Joe Hagan‘s long read on Logan and the post-Dan Rather CBS News environment in New York magazine Sunday evening shed some light on the factors that combined into a story that may have taken down Logan’s career.
1. Lara Logan May Not Be Returning to CBS
CBS News head Jeff Fager declined to fire Logan after the Benghazi report, though Hagan reveals that fellow correspondent Morley Safer demanded he do so. But Hagan hints a couple times that Logan’s return is no longer a sure thing:
His decision sent a ripple of discontent through CBS News, prompting questions about Fager’s judgment. And as the months have rolled on, Logan’s return appears less and less certain.
2. Logan Consulted with Lindsey Graham
Despite her claims that she tried to preclude politics from entering the report, Logan met several times with Senator Lindsey Graham (R-SC) before the segment. Graham has been one of the main congressional voices advocating continued focus on Benghazi:
The two met two or three times to talk about the Libya attack, with Graham telling Logan that from his point of view, it was “a fair thing to say” that there was a “build-up of Al Qaeda types” in the area—a major talking point for the right in arguments that the Obama White House tried covering up alleged terrorist links.

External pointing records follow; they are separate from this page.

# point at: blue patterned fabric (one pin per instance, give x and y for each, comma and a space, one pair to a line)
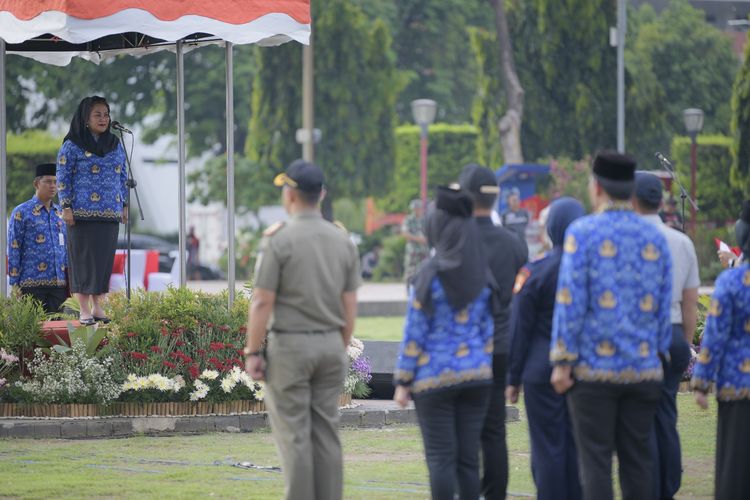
93, 186
36, 257
724, 357
449, 349
611, 318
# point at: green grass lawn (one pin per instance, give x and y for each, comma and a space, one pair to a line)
379, 328
380, 464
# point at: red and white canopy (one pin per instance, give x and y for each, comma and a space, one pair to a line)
100, 28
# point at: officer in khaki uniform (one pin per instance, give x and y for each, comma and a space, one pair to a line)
305, 294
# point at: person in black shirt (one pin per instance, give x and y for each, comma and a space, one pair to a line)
506, 254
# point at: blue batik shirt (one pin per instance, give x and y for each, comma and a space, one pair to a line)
36, 245
612, 308
93, 186
724, 357
449, 348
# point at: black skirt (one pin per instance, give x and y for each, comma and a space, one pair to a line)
91, 254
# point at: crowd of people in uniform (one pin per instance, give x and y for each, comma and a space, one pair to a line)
594, 334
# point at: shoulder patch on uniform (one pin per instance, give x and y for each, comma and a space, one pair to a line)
273, 228
521, 278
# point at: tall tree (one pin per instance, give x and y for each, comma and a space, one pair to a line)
356, 86
740, 173
509, 125
674, 60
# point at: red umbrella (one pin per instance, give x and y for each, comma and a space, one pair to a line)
55, 31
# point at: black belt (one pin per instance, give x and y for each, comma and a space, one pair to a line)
307, 332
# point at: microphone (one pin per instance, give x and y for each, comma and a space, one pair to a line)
118, 126
660, 157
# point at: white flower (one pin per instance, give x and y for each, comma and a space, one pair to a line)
209, 375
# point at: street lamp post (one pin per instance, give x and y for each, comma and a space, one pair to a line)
693, 118
424, 111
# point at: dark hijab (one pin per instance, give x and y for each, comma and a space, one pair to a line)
458, 260
562, 212
81, 136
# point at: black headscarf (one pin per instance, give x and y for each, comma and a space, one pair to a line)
458, 261
82, 137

She consulted with him again after her piece began to unravel:
At one point, Logan called Graham and asked for help. “She called afterward and basically said, ‘What did he tell the FBI?’ ” he recalls. “I’ve never seen the FBI interview, but I talked to the No. 2, who is now gone, and he said that he’s looked at the interviews and the guy never mentioned this.”
You’ll recall that Graham put a hold on Senate nominees after the 60 Minutes report, a campaign that flagged when the story was discredited.

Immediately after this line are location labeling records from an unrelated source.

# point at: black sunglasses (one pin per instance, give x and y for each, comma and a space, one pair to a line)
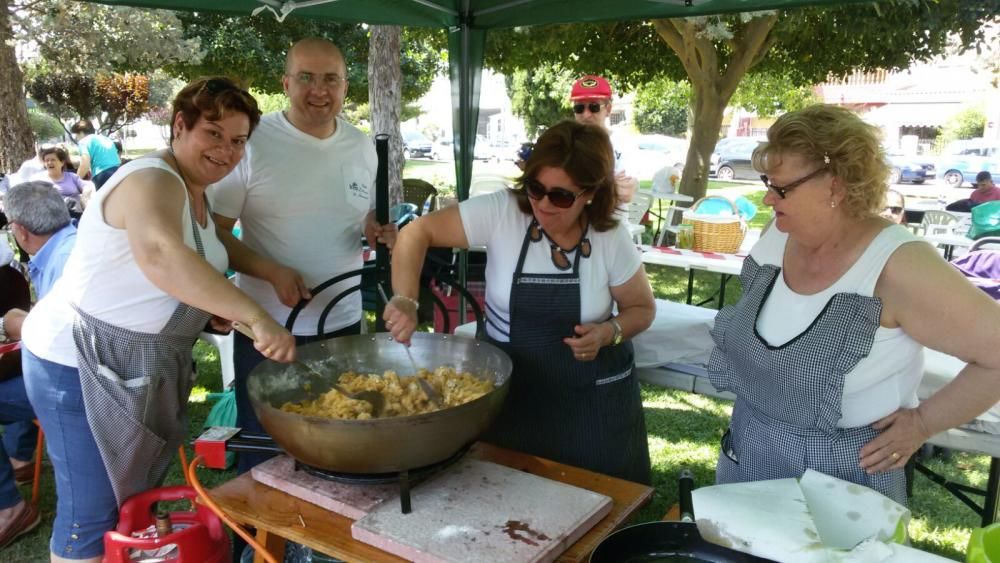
782, 191
560, 197
594, 107
214, 86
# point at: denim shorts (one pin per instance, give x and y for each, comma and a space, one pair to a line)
86, 506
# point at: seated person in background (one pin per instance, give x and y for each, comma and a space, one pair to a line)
98, 155
894, 209
39, 221
54, 158
985, 190
824, 348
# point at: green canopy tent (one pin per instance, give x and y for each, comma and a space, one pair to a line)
468, 21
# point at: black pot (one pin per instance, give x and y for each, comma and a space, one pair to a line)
655, 542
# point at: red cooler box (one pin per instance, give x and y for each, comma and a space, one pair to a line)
449, 297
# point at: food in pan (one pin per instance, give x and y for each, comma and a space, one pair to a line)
403, 395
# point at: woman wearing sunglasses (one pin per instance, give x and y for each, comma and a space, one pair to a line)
894, 209
107, 352
824, 350
558, 265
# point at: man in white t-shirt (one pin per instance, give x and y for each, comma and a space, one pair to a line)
591, 97
303, 194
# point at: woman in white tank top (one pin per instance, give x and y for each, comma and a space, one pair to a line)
107, 353
824, 349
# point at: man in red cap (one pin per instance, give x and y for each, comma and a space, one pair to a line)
591, 97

Meanwhile, Logan had been speaking increasingly often about her politics, both on television and in paid speeches, to the point that some at CBS News wondered that the higher-ups didn’t object; they did, but only after the botched Benghazi report.
3. Logan’s Colleagues Viewed Her as a Loose Cannon
Hagan’s piece is chock-full of quotes from Logan’s colleagues throughout her career calling her reckless, sometimes to the point of potentially endangering her crew. “It’s not an accident that Lara Logan fucked up,” one, albeit anonymous, colleague told Hagan. “It was inevitable. Everybody saw this coming.”

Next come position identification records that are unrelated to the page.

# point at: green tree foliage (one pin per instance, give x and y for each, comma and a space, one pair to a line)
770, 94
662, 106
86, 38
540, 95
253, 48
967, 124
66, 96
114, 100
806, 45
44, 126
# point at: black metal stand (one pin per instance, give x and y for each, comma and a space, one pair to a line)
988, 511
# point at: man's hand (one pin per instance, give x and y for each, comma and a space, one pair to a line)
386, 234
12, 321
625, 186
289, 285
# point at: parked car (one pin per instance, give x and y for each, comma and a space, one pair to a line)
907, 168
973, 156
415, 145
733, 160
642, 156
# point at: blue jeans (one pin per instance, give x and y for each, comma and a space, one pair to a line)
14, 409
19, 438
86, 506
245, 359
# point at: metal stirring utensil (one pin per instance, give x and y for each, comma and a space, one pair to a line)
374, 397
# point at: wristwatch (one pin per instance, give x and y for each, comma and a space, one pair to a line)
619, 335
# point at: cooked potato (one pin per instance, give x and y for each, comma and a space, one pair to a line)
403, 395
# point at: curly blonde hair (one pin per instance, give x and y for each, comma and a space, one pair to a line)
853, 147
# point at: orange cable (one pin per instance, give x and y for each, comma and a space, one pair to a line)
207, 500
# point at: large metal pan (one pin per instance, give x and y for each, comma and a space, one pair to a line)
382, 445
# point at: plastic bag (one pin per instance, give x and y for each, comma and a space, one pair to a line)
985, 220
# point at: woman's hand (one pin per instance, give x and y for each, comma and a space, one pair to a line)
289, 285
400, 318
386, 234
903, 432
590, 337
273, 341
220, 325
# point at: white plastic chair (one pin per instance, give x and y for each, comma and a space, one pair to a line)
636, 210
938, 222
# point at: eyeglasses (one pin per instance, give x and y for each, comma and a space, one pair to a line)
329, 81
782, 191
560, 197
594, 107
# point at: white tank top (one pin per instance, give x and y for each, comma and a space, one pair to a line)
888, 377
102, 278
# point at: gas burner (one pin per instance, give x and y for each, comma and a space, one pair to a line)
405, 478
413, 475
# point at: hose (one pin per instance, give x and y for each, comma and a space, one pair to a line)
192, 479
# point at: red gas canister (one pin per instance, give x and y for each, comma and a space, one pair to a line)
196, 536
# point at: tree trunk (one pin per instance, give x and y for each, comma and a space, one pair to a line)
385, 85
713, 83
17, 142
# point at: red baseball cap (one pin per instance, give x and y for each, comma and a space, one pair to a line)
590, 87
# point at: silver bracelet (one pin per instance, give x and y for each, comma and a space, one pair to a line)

Hagan paints her as almost addicted to risk, which he intimates may have in part led to the Benghazi debacle. After she was sexually assaulted by a mob in Tahrir Square, CBS was reluctant to send her back out into the field, instead assigning her pieces on Aerosmith and the like. The Benghazi story, involving both a part of the world and the types of people (military contractors and employees of private security firms) with which Logan was familiar, seemed perfect for her, but it also allowed a shot of risk by proxy. In short, affinity bias may have made this story more attractive to Logan than its merits permitted.
4. CBS News’ Fact-Checking and Oversight Systems Failed
Hagan detailed the confluence of events in CBS News that led to a lack of oversight “perfect storm.” Fager, who liked Logan, was overseeing 60 Minutes; Fager’s policy of relying more on books and movies as source material meant Logan and her producer leaned heavily on Dylan Davies’ book, which they figured was fact-checked; a Fager appointee was in charge of vetting the segment, and “didn’t ask the boss’s star the tough questions”; and the senior vice-president of standards and practice, who reviewed segments before they were aired, had left the company and not yet been replaced. “Logan was free to operate as she chose,” Hagan wrote.
5. So Did the Model of Correspondent-Driven Reporting
Hagan read Logan’s ability to shepherd a piece like this through as part and parcel of a correspondent-driven subsection of the news media, in which an individual’s brand becomes a badge for the quality of their stories, a model upon which 60 Minutes, with its banner correspondents like Mike Wallace, has long relied.
Logan got her start working under Christine Amanpour (whom she suspects kept her down), was later shunted aside during the Iraq War by Dan Rather, and finally came into her own as a correspondent whose reputation, like Amanpour’s and Rather’s, preceded her. And, as was the case with Rather, that reputation may have worked too much as a substitute for confirmation: “Logan’s own credulity, it seems,” Hagan wrote, “was the central pillar of the report.”
That it is central to the 60 Minutes model has not escaped attention:
“The party line that Jeff is taking—‘She’s got to make amends for her transgression’—is to perpetuate the fiction that these pieces belong to the correspondents,” says Steven Reiner, a former 60 Minutes producer who once worked with Logan, “which 60 Minutes has to perpetuate. She’s got to take the hit. But he’s really saying, ‘We failed her; the system failed her.’ ”
[Correction: This article misidentified the CBS head as Jeff Fagan. Correct name is Jeff Fager. We’ve updated to reflect this.]